2. An isolated antibody molecule capable of binding to FGF23, comprising a heavy chain variable region (VH) and a light chain variable region (VL), wherein the VH comprises an HCDR1 amino acid sequence of any of SEQ ID NOs: 39-43 or 110; an HCDR2 amino acid sequence of any of SEQ ID NOs: 44-52; and an HCDR3 amino acid sequence of any of SEQ ID NOs: 53-57; and the VL comprises an LCDR1 amino acid sequence of any of SEQ ID NOs: 58-63 and 109, an LCDR2 amino acid sequence of any of SEQ ID NOs: 64-72, and an LCDR3 amino acid sequence of any of SEQ ID NOs: 73-89.
3. The antibody molecule of claim 1 or 2, which comprises a VH comprising an amino acid sequence at least 85%, 90%, or 95% identical to any of SEQ ID NOs: 1-13, 90, or 91.
4. The antibody molecule of claim 3, which comprises a VH comprising an amino acid sequence of any of SEQ ID NOs: 1-13, 90, or 91.
5. The antibody molecule of any of claims 1-4, which comprises a VL comprising an amino acid sequence at least 85%, 90%, or 95% identical to any of SEQ ID NOs: 14-38 or 92-96.
6. The antibody molecule of claim 5, which comprises a VL comprising an amino acid sequence of any of SEQ ID NOs: 14-38 or 92-96.
7. The antibody molecule of claim 1, which comprises a VH comprising an amino acid sequence at least 85%, 90%, or 95% identical to any of SEQ ID NOs: 1-13, 90, or 91 and a VL comprising an amino acid sequence at least 85%, 90%, or 95% identical to any of SEQ ID NOs: 14-38 or 92-96.
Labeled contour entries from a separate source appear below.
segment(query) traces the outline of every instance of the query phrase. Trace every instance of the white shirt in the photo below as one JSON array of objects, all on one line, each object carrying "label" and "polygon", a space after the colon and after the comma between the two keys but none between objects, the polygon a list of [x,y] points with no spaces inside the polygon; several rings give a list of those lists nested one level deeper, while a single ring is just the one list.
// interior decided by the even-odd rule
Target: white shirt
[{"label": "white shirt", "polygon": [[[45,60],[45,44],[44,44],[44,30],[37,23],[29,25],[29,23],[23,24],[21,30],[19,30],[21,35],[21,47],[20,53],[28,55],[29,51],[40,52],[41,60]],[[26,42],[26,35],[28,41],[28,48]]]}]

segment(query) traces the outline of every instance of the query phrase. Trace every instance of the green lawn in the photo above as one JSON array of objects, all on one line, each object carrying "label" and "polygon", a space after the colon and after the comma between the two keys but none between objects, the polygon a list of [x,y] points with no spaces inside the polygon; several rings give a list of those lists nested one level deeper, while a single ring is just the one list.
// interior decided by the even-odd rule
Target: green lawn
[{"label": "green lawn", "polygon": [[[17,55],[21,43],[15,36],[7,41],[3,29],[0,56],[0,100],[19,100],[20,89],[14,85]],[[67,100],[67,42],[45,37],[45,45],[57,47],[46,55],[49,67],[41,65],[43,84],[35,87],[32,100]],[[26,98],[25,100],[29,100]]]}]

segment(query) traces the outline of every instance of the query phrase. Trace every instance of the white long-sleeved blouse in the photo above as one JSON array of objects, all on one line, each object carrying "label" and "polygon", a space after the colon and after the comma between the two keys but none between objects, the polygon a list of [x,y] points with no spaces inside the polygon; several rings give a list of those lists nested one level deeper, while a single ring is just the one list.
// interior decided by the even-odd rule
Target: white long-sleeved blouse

8. The antibody molecule of claim 7, which comprises a VH comprising an amino acid sequence of any of SEQ ID NOs: 1-13, 90, or 91 and a VL comprising an amino acid sequence of any of SEQ ID NOs: 14-38 or 92-96.
9. The antibody molecule of any of claims 1-8, which comprise a VH comprising an amino acid sequence of SEQ ID NO: 5 and a VL comprising an amino acid sequence of SEQ ID NO: 19.
10. The antibody molecule of any of claims 1-8, which comprise a VH comprising an amino acid sequence of SEQ ID NO: 7 and a VL comprising an amino acid sequence of SEQ ID NO: 20.
11. The antibody molecule of any of claims 1-8, which comprise a VH comprising an amino acid sequence of SEQ ID NO: 8 and a VL comprising an amino acid sequence of SEQ ID NO: 19.
12. The antibody molecule of any of claims 1-8, which comprise a VH comprising an amino acid sequence of SEQ ID NO: 9 and a VL comprising an amino acid sequence of SEQ ID NO: 19.
13. The antibody molecule of any of claims 1-8, which comprise a VH comprising an amino acid sequence of SEQ ID NO: 11 and a VL comprising an amino acid sequence of SEQ ID NO: 20.
14. The antibody molecule of any of claims 1-8, which comprise a VH comprising an amino acid sequence of SEQ ID NO: 7 and a VL comprising an amino acid sequence of SEQ ID NO: 28.
15. The antibody molecule of any of claims 1-8, which comprise a VH comprising an amino acid sequence of SEQ ID NO: 13 and a VL comprising an amino acid sequence of SEQ ID NO: 25.
16. The antibody molecule of any of claims 1-8, which comprise a VH comprising an amino acid sequence of SEQ ID NO: 7 and a VL comprising an amino acid sequence of SEQ ID NO: 37.
17. The antibody molecule of any of claims 1-8, which comprise a VH comprising an amino acid sequence of SEQ ID NO: 7 and a VL comprising an amino acid sequence of SEQ ID NO: 34.
18. The antibody molecule of any of claims 1-8, which comprise a VH comprising an amino acid sequence of SEQ ID NO: 7 and a VL comprising an amino acid sequence of SEQ ID NO: 36.
19. The antibody molecule of any of claims 1-8, which comprise a VH comprising an amino acid sequence of SEQ ID NO: 7 and a VL comprising an amino acid sequence of SEQ ID NO: 94.
20. The antibody molecule of any of claims 1-8, which comprise a VH comprising an amino acid sequence of SEQ ID NO: 7 and a VL comprising an amino acid sequence of SEQ ID NO: 95.
21. The antibody molecule of any of claims 1-8, which comprise a VH comprising an amino acid sequence of SEQ ID NO: 7 and a VL comprising an amino acid sequence of SEQ ID NO: 96.
22. The antibody molecule of any of the preceding claims, which comprises an antigen binding fragment.
23. The antibody molecule of claim 22, wherein the antigen-binding fragment comprises a Fab, F(ab')2, Fv, scFv, or sc(Fv)2.
24. The antibody molecule of any of the preceding claims, which comprises a light chain constant region chosen from the light chain constant regions of kappa or lambda.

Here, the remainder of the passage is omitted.